The George Institute for Global Health
- Established: 1999
- Mission: Improve the health of millions of people worldwide
- Principal Directors: Prof. Stephen MacMahon; Prof. Robyn Norton;
- Location: Australia, China, India, United Kingdom
- Website: www.georgeinstitute.org

= George Institute for Global Health =

Medical research institute

The George Institute for Global Health, is an independent medical research institute headquartered in Australia with offices in China, India and the United Kingdom. The George Institute conducts research on non-communicable disease, including heart and kidney disease, stroke, diabetes, and injury. The institute is known for conducting large-scale clinical studies.
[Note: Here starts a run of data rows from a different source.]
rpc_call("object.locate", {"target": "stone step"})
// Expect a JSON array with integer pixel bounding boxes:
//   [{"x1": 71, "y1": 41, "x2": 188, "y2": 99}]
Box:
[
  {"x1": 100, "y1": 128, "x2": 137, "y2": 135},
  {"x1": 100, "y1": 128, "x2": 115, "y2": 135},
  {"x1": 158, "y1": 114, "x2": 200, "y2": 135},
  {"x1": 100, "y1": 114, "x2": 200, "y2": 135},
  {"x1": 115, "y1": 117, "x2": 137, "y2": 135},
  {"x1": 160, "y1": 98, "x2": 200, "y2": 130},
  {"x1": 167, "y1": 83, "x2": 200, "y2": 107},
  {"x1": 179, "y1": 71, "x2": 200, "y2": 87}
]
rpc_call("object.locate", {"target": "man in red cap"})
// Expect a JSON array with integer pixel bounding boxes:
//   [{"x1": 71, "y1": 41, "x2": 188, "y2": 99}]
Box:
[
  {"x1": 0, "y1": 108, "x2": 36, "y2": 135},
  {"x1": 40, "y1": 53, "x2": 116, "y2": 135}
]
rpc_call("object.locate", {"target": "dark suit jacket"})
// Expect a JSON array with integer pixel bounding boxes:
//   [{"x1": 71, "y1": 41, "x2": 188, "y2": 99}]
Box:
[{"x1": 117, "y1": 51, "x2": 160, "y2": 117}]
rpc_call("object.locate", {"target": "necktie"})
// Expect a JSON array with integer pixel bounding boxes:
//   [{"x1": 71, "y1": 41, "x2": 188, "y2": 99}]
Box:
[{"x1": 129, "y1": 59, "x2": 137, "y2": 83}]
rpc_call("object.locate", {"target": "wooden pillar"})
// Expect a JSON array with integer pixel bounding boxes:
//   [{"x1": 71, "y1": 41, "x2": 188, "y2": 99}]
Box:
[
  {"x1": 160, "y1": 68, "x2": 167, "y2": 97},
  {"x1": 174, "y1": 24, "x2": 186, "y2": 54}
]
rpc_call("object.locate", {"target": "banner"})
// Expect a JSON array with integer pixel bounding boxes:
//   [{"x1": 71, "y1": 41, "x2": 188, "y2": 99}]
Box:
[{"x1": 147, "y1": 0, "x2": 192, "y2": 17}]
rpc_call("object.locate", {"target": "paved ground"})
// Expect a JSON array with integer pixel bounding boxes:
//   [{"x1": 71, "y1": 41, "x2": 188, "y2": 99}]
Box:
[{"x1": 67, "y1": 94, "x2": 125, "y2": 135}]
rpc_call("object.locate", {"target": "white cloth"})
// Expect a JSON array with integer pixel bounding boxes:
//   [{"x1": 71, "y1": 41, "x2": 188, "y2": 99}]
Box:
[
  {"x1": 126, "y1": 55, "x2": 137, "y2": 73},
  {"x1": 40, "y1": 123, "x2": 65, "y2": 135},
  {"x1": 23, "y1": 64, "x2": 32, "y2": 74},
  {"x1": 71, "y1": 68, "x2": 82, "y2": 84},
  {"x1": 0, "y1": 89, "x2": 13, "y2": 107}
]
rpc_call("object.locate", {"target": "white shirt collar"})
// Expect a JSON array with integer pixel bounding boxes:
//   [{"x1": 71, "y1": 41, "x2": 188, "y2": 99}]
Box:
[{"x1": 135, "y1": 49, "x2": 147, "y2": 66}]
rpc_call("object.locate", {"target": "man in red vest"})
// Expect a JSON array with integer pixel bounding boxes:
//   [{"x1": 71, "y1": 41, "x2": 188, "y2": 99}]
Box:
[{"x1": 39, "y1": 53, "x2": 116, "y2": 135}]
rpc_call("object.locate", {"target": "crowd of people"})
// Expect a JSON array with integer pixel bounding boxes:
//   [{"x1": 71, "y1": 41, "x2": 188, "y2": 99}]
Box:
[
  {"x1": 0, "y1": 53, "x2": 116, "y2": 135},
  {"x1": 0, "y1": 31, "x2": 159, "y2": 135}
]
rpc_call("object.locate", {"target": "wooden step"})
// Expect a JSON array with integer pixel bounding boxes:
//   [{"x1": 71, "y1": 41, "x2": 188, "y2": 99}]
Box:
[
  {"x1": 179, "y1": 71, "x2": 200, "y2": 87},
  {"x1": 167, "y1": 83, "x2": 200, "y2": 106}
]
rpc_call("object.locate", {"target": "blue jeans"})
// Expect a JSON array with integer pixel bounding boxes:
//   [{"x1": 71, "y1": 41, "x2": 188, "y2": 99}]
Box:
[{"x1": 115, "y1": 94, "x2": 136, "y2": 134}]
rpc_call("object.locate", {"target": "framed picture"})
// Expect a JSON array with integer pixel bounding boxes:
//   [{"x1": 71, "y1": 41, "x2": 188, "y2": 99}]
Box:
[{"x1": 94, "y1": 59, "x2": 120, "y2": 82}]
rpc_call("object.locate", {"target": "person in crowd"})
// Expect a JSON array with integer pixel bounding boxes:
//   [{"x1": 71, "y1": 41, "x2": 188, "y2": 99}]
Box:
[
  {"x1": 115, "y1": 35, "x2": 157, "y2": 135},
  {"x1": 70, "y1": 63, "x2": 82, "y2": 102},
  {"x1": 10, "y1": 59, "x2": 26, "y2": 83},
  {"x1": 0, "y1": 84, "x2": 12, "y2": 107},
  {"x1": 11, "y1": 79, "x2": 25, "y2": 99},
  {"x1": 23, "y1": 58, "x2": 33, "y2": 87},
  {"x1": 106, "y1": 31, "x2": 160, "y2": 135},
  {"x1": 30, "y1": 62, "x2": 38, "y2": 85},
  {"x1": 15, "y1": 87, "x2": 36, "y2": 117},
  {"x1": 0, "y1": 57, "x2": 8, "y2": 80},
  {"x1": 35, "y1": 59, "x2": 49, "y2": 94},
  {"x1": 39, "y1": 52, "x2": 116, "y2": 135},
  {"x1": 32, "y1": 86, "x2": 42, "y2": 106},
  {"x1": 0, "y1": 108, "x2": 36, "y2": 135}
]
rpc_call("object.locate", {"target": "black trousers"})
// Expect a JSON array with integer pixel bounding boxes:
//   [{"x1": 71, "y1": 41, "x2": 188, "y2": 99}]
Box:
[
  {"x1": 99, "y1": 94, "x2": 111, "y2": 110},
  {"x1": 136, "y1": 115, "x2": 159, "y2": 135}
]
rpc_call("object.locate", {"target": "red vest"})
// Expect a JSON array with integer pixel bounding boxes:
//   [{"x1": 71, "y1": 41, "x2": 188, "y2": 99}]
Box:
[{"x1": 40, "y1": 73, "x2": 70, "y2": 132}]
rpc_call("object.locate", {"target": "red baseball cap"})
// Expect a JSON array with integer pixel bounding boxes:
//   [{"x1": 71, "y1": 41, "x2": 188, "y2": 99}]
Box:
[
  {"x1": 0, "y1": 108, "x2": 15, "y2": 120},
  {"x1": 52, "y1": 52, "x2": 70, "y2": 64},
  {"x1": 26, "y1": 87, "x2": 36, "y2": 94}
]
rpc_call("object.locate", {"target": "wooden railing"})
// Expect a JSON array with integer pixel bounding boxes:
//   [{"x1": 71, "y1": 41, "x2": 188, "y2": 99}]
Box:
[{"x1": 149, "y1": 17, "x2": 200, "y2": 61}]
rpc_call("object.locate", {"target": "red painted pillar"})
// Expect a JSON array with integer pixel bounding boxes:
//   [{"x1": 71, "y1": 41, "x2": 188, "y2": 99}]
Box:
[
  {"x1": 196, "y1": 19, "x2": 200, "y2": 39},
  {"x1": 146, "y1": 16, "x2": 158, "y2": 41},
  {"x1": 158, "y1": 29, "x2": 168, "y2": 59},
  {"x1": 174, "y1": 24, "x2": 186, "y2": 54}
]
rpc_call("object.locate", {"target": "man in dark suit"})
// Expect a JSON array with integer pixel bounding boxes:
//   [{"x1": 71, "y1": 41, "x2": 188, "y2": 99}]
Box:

Between 1999 and 2017, the George has consumed over AUD750 million in research grant and fundraising.

==History==
The institute was founded by Stephen MacMahon and Robyn Norton, the George is affiliated with the universities of New South Wales, Peking, and Imperial College; having previously been affiliated with The University of Sydney between 1999 and 2017.

Notable researchers who were among the top 2% of those cited globally in 2019 are Simone Pettigrew, Meg Jardine, Pallab K Maulik and Soumyadeep Bhaumik. In 2022, they recognised Göran Tomson as a Distinguished Fellow for his contributions to health policy and systems research.